If George Bush’s objective with the publication of his memoirs “Decision Point” and the ensuing round of promotional interviews for the book was the rehabilitation of his battered image in American society, I very much doubt that he will succeed.

For this to occur, the former president would have to either provide new information on his presidency that could alter the judgment on the merits of his decisions, or show at least some degree of regret concerning his most controversial policies. Nevertheless, he does neither of these. His memoirs are largely redundant and self-indulgent.

“Decision Points” provides little new information on his presidency. Instead, it offers a number of interesting anecdotes about his private life, such as the question he posed while drunk to a friend of his mother’s: “What is sex like after 50?”

As far as his policy decisions are concerned, it is ridiculous that at this stage Bush continues to insist that “waterboarding” (or the “submarino” [submarine] in Spanish-speaking lands) is not torture. For all that his lawyers may have told him at the time that it was a legal practice, it’s hard to believe that the former president was so stupid as to not know that they were lying to him.

In any case, even if that could have been true, by now Bush must already have heard more than once that the U.S. Army denounced “waterboarding” as torture when the Japanese military used the procedure against American prisoners during World War II.

Therefore, one has to be a hypocrite and a coward, in addition to being a dangerous cynic, to continue to insist on television that “waterboarding” is not torture. What is it that Bush is trying to tell us, that it is torture only when it is applied to U.S. citizens, but not when they are the ones who are applying it?

If the former president considers the use of torture in the fight against terrorism to be legitimate, then let him say so openly, and that will be the moral debate we will have. But it is insulting for him to repeat to us the same tired old song when experts in human rights are unanimous in considering “waterboarding” to be an abuse.

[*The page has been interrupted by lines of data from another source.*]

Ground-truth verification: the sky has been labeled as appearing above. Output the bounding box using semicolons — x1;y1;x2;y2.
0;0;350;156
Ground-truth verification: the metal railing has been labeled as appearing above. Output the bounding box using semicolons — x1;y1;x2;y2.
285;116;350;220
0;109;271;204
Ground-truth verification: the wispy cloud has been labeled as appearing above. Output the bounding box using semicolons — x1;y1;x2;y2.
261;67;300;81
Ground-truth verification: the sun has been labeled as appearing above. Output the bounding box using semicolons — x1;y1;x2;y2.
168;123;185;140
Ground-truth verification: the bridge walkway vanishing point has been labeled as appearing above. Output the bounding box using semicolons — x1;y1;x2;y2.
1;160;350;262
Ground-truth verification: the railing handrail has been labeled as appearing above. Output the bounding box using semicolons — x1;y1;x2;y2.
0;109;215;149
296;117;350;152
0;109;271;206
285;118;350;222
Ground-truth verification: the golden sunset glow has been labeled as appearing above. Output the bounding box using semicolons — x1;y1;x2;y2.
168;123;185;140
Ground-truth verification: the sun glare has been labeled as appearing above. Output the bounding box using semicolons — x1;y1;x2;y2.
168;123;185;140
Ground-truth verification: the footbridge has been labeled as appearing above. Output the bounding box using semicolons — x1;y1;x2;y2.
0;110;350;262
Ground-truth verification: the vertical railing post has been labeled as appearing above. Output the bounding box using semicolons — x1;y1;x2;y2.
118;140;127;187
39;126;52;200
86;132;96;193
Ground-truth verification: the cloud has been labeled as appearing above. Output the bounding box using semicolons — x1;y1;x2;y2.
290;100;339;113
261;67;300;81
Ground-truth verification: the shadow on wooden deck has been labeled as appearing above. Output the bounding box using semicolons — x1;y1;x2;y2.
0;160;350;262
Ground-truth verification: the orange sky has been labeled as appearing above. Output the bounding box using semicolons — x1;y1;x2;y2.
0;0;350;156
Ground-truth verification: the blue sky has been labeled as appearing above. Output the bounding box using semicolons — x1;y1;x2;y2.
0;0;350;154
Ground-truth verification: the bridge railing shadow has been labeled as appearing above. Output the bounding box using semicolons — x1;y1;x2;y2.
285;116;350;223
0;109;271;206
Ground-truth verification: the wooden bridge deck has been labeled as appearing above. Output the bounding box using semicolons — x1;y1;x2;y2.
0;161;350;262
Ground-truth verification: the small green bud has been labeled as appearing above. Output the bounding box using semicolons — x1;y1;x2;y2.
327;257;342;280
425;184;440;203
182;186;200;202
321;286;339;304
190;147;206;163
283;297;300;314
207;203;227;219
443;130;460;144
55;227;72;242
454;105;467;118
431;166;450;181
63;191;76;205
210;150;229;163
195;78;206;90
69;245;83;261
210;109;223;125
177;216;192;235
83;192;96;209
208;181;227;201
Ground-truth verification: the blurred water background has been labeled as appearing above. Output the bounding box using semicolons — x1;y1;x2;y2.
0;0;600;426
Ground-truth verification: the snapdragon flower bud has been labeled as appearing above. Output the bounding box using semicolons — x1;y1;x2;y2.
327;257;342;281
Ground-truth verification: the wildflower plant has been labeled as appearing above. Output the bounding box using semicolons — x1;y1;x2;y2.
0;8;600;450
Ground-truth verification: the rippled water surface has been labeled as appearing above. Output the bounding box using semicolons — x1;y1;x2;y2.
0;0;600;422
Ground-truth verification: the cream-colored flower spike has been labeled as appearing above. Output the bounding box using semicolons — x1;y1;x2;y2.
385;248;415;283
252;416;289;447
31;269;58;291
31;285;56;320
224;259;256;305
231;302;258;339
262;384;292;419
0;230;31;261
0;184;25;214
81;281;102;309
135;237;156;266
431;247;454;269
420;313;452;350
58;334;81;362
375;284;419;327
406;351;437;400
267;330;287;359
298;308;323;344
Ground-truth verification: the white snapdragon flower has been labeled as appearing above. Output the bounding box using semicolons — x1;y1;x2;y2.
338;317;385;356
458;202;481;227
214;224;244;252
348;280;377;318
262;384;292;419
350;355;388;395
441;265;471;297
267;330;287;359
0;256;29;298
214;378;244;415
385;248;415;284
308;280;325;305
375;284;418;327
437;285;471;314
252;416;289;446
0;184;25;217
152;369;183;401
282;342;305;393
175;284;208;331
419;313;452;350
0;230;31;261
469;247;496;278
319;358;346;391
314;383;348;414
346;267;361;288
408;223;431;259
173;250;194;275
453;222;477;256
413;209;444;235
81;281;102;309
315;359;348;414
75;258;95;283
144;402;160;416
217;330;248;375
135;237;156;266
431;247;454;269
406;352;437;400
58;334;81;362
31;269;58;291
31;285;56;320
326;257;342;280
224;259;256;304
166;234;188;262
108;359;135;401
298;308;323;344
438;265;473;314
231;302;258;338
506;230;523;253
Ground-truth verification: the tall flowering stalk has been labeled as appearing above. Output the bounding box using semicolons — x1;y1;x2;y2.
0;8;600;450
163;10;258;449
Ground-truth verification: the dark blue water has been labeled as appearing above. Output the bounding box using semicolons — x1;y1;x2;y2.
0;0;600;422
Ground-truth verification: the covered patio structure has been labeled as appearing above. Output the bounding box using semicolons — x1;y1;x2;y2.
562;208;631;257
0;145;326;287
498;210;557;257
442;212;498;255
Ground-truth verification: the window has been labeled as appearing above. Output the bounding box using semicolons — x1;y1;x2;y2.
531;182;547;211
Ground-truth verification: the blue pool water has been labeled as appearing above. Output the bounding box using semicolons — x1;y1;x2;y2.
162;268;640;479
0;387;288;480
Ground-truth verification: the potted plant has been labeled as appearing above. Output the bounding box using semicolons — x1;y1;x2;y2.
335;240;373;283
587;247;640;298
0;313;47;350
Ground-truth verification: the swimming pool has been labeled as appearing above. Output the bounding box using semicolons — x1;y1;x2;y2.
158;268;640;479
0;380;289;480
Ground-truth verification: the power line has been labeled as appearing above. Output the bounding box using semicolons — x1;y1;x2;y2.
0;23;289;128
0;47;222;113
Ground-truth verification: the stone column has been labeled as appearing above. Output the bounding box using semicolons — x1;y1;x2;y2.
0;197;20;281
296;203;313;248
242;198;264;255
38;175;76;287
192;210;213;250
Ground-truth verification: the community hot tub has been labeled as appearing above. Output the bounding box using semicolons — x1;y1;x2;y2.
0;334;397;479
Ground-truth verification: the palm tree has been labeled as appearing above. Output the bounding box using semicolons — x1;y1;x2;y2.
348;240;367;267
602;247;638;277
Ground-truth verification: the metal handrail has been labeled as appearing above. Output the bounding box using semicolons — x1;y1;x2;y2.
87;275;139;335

Probably, Bush doesn’t realize that his comments only serve to tarnish the image of the U.S. One of the things for which the world’s only superpower is most reproached is the double standard by which it measures the actions of its troops or those of its allies.

This same week we have seen yet another example. While in 2006 Israel chose to blockade Gaza and isolate Hamas, among other things, for not having agreed to the famous “Road Map,” Israel itself was “punished” only with a small verbal reprimand when it flagrantly violated the Road Map by building new settlements. And nobody in Washington has even the slightest intention to question the approximately $3 billion of aid that American taxpayers annually send to Israel.